If the previous carrier considered these services in-network, Anthem will also consider the services in-network if they can be completed one month after Anthem coverage becomes effective. If services will not be completed one month after the Anthem effective date, the nurse care manager will review the case and make a determination. The care manager works jointly with the physician and the member to make the best decision for the member. If the member chooses to remain with the out-of-network provider, the member will receive no benefits, including point-of-service benefits, if applicable. 
Situation 3: A member enrolled with Anthem is not utilizing in-network Providers. 
Anthem’s customer service will help these members select a physician and follow Anthem’s guidelines to obtain benefits. If continuity of care is needed, the case will be referred to a care manager. If a member chooses to use out-of-network providers and not follow the guidelines as detailed in the member’s certificate, that member will not receive in-network benefits. 

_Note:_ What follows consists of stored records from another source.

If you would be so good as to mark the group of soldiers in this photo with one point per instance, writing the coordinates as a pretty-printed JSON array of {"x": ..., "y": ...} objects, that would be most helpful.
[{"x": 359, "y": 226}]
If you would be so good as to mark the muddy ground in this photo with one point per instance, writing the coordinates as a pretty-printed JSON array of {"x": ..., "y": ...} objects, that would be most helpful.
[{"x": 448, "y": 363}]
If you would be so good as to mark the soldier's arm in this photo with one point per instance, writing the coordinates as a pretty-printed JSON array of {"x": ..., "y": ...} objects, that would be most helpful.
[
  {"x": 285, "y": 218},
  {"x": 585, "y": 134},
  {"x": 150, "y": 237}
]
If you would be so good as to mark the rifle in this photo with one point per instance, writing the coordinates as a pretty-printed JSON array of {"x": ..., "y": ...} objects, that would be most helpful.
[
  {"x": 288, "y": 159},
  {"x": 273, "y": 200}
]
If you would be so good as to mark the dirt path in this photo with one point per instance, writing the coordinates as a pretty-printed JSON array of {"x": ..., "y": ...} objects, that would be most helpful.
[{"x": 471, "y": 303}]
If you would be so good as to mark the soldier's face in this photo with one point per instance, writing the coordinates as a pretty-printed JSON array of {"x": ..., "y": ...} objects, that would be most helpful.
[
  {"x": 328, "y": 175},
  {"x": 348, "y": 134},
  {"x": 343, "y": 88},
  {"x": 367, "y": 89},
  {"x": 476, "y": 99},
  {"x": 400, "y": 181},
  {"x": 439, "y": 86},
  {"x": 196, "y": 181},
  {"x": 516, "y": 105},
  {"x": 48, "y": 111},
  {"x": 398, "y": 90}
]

Situation 4: A member is currently receiving maternity care and is transferring to Anthem. 
If the member is seeing an in-network provider with her previous carrier, receiving prenatal care, and in or beyond the 20th week of pregnancy, Anthem will consider the current provider in-network. 
If the member is seeing an out-of-network provider with her previous carrier and this provider is not contracted with Anthem, and the member is receiving prenatal care and in or beyond the 20th week of pregnancy, Anthem will consider the current provider in-network. 
 
Appropriate Service and Coverage
Participating Providers and utilization management decision-makers are required to help ensure that utilization management decisions are based only on the appropriateness of care and service and the existence of coverage. Providers or other individuals are not compensated for issuing adverse decisions related to coverage or service care, and financial incentives for utilization management decision-makers do not encourage decisions that result in underutilization/adverse decisions.